I did l'Hospital's rule and I got

$\dfrac{1}{x}/\dfrac{7}{7x} = \dfrac{0}{0}$ (after "plugging" $\infty$ in)

But is that the answer? I dont think $\frac{0}{0}$ is an answer. Or is it the answer and that means the limit is divergent.

Answer 1

To properly exploit L'hopital's rule, one must know the limit exists; see this wiki article.
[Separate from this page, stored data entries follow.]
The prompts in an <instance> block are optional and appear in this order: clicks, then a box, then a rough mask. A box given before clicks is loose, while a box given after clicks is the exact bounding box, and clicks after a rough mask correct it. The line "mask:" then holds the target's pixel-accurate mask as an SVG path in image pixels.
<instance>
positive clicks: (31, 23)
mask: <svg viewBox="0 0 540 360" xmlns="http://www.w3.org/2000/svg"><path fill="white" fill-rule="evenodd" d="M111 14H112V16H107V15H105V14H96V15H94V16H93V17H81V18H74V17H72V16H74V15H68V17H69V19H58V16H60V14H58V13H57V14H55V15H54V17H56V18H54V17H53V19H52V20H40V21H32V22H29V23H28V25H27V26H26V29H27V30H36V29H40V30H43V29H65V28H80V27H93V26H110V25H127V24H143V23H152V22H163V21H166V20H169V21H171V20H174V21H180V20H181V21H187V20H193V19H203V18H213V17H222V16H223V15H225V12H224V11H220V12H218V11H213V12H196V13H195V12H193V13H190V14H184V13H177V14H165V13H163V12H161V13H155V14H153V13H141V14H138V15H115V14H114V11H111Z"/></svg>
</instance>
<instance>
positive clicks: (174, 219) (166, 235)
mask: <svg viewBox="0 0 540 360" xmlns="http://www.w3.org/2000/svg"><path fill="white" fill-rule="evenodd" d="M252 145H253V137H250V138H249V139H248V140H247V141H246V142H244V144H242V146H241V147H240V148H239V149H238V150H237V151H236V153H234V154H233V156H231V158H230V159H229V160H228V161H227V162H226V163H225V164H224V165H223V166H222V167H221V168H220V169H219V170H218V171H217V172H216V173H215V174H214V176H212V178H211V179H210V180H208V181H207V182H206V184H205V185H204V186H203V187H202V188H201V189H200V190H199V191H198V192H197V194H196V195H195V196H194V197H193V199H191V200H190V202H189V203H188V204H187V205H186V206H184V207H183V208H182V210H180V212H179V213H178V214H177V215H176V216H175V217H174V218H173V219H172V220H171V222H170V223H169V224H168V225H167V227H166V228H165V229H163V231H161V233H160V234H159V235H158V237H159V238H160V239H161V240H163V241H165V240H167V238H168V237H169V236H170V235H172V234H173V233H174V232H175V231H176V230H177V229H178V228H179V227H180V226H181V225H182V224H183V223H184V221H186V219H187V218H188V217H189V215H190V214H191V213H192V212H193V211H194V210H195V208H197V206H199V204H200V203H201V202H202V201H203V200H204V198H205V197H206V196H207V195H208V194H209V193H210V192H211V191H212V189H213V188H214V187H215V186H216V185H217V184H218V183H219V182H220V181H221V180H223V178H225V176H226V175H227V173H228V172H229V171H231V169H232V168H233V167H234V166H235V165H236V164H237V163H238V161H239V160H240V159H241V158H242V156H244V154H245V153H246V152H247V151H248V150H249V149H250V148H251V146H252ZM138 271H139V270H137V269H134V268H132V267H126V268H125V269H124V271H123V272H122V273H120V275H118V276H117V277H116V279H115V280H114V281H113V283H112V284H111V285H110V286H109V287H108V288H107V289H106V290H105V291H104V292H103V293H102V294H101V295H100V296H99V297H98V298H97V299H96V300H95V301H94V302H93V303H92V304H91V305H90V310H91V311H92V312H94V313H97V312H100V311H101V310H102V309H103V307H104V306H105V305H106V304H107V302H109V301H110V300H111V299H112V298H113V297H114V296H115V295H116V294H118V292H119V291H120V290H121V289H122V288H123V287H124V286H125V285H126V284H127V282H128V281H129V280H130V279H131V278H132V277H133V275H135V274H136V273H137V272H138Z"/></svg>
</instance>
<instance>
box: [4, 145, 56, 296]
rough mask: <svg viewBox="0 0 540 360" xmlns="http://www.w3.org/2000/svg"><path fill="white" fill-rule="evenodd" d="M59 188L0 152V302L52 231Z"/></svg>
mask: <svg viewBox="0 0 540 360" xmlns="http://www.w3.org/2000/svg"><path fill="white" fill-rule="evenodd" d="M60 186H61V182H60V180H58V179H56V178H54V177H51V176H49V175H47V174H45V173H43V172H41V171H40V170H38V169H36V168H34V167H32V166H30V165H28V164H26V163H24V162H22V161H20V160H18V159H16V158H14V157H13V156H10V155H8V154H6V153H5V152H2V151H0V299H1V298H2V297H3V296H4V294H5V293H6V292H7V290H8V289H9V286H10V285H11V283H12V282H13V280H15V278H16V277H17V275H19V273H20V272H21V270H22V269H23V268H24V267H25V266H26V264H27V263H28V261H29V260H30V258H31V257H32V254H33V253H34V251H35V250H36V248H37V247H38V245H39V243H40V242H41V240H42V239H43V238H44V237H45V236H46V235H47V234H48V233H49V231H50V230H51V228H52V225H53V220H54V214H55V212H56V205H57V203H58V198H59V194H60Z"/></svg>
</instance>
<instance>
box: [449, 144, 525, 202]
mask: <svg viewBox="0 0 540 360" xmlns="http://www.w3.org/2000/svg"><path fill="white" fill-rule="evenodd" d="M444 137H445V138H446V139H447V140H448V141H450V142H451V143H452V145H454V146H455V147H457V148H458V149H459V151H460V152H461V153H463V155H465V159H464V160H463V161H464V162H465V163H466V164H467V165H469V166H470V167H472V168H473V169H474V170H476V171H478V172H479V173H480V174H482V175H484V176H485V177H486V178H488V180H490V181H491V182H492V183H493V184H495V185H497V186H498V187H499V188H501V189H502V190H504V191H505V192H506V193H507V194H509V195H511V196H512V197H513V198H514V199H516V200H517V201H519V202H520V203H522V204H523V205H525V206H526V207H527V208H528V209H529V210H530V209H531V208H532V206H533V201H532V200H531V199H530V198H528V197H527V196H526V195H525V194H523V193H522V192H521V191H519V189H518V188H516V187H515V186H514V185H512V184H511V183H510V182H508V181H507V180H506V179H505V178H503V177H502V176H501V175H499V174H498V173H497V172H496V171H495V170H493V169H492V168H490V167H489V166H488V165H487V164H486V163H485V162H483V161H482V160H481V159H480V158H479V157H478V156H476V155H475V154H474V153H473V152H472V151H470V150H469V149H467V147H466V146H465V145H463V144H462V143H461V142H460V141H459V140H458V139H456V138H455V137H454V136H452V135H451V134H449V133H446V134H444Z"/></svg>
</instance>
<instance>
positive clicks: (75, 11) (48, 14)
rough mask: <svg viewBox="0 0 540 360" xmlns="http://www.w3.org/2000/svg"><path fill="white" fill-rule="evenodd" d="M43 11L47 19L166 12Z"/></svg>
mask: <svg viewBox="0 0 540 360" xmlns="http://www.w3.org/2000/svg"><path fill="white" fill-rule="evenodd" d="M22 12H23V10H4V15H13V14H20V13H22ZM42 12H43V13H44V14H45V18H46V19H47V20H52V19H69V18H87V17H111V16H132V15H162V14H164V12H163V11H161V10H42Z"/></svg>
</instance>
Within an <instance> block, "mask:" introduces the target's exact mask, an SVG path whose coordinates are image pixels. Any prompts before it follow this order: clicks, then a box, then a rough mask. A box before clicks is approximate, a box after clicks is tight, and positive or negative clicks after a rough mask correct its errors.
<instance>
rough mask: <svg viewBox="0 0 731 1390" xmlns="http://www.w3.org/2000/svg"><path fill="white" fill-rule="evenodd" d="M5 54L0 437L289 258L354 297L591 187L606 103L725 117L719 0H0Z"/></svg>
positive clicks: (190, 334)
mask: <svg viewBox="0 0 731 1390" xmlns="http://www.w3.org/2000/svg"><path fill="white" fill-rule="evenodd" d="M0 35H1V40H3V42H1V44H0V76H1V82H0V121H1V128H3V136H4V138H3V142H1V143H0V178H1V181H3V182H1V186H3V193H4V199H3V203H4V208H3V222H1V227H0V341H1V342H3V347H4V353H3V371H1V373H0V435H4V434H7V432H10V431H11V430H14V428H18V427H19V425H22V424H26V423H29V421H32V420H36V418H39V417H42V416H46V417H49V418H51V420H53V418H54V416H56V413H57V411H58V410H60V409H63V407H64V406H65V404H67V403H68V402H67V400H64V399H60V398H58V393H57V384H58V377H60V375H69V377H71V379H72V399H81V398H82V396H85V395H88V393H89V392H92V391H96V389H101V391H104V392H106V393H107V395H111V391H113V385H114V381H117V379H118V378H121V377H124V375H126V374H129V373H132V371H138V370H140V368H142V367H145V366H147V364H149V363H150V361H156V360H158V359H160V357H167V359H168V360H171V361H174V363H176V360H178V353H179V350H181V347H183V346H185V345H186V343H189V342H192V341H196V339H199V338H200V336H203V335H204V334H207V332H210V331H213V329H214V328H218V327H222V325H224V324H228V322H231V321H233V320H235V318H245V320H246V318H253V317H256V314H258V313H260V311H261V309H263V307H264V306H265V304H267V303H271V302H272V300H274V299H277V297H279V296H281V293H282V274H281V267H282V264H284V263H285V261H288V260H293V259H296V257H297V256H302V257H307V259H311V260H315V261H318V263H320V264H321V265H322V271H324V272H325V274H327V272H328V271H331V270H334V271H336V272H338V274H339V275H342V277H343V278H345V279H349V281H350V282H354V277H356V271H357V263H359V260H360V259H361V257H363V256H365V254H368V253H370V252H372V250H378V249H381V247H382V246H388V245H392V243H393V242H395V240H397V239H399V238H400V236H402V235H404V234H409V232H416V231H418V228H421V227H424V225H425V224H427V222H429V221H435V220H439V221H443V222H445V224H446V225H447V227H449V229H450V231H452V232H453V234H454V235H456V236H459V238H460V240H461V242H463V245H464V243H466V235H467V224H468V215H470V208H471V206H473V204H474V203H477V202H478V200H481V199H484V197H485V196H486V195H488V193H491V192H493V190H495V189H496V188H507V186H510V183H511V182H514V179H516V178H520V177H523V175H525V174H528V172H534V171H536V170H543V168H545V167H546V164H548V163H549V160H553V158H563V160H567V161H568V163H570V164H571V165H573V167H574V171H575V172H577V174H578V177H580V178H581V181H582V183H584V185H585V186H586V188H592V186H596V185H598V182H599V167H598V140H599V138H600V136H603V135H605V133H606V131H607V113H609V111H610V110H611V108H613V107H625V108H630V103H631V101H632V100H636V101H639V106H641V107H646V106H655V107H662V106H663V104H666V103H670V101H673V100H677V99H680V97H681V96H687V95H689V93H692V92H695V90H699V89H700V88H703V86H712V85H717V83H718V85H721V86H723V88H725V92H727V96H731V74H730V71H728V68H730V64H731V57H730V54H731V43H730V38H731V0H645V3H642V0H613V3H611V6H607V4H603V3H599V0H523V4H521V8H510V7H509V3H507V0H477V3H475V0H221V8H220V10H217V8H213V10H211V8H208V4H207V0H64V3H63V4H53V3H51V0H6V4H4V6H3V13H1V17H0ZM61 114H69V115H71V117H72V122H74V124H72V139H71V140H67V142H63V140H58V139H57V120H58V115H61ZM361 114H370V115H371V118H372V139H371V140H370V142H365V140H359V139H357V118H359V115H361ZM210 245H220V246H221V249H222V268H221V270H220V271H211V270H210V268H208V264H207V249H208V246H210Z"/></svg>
Here we kill two birds with one stone, showing that there is a limit and that it is $1$, without using L'hopital or derivatives:

For $x > 1$, $\ln x > 0$, whence we can say:

$\dfrac{\ln x}{\ln 7x} = \dfrac{\ln x}{\ln x + \ln7} = \dfrac{1}{1 + \dfrac{\ln7}{\ln x}} \to 1 \tag{1}$

as $\ln x \to \infty$. As $x \to \infty$, $\ln x \to \infty$, and so . . . voila!, followeth (1)!

Answer 2

$$\lim_{x\to \infty}\frac{\ln x}{\ln7x}$$

Let $f(x)=\dfrac{\ln x}{\ln7x}$ as you it goes to in determinant, so L'Hopital's rule gives $$\frac{\frac{1}{x}}{\frac{7}{7x}}=\frac{7x}{7x}=1$$

i.e., the limit value is 1

Answer 3

Something else to note, using property of logs, we have $\log (7x)=\log(7) +\log (x)$. So your fraction can be rewritten as

$\frac {\log x}{\log x +\log 7}$. Since $\log 7$ is constant, as $x\to \infty$, we have $\log x \to \infty$, so the tiny increase is meaningless, thus a limit of 1. Formally, you'd still probably use L'Hospitals as above.

Answer 4

Don't be hasty to put the x value too soon: $$\require{cancel}\lim_{x\to\infty}\frac{\ln x}{\ln 7x}\stackrel{\rm L'Hos.}\lim_{x\to\infty}\frac{\frac1{\cancel{\color{blue}x}}}{\frac{1}{\cancel{\color{red}7}\cancel{\color{blue}x}}.\cancel{\color{red}7}}=1$$ where I have used the chain rule for log7x.